A review by tinstae
The Ballad of Songbirds and Snakes by Suzanne Collins

adventurous dark reflective tense medium-paced
  • Plot- or character-driven? Character
  • Strong character development? No
  • Loveable characters? It's complicated
  • Diverse cast of characters? No
  • Flaws of characters a main focus? Yes

3.0

"A lot of fluff. Drivel, really. Until that bit in the end. The part about control."

Dr. Gaul herself pretty much sums this one up. The book was an absolute drag for over 200 pages, only picking up, if I remember right, around p. 240ish. I really wanted to love it, but slogging through those pages was an absolute challenge and makes it a kind of an underwhelming footnote in an otherwise amazing series. I actually only picked it up yesterday at around p. 100 with the sole intention of just getting through it for the sake of having read and being done with it (I'm a chronic completionist).

The basic political and moral philosophy found in the text were the most interesting parts, though I also enjoyed the multiple nods to the fact that Snow never once thought of Lucy Gray as existing beyond and outside of himself; he thought of her as his possession and always had since their first meeting. Collins no doubt encourages us to think on our own about the consequences of power and freedom, how Panem reflects countless of our own governments, if there's truly a way to rebel against their clutches with minimal casualties, and how women are disposable under the current hegemony. It's impossible to read it, especially today, without drawing parallels of your own.
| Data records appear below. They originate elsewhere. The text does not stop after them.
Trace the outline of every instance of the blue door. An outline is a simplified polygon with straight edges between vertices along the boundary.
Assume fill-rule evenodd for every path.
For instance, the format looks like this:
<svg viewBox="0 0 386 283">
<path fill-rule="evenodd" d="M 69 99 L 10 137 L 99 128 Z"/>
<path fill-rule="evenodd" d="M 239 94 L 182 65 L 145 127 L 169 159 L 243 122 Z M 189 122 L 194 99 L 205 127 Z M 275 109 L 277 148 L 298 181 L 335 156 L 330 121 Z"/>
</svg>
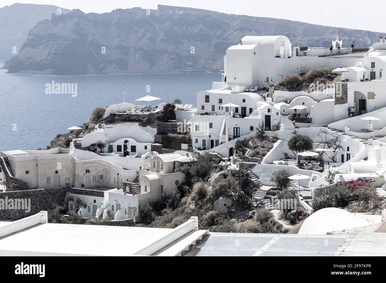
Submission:
<svg viewBox="0 0 386 283">
<path fill-rule="evenodd" d="M 240 137 L 240 128 L 239 127 L 234 127 L 233 128 L 233 138 L 235 139 L 237 137 Z"/>
</svg>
Snow starts out apparently sympathetic to a certain extent, but within the first couple of chapters it's clear his only

frame of reference for what constitutes suffering is a fall from power and wealth: the districts are a world away from his world and deserve whatever comes to them; no one is exempt from Capitol propaganda. He doesn't get developed much beyond this... the evil has always been there as is made clear by his narration later on, though I think Lucy Gray's observation is astute: it's the world that formed his frame of reference, his principles, his values, and what ultimately made him who he is by the end. Snow crossed that line into evil and failed the mission to stay on the right side, dragged right down by a desire to maintain the Snow family name, in honour of his father.

A powerful woman entirely erased from the history of Panem, only for her ghost to return and dethrone Snow decades later... Gray obscures the pure driven snow.

I can't imagine myself reading this again unlike with the previous books, but I am still looking forward to Sunrise on the Reaping and can only hope that it will be much much better than this one.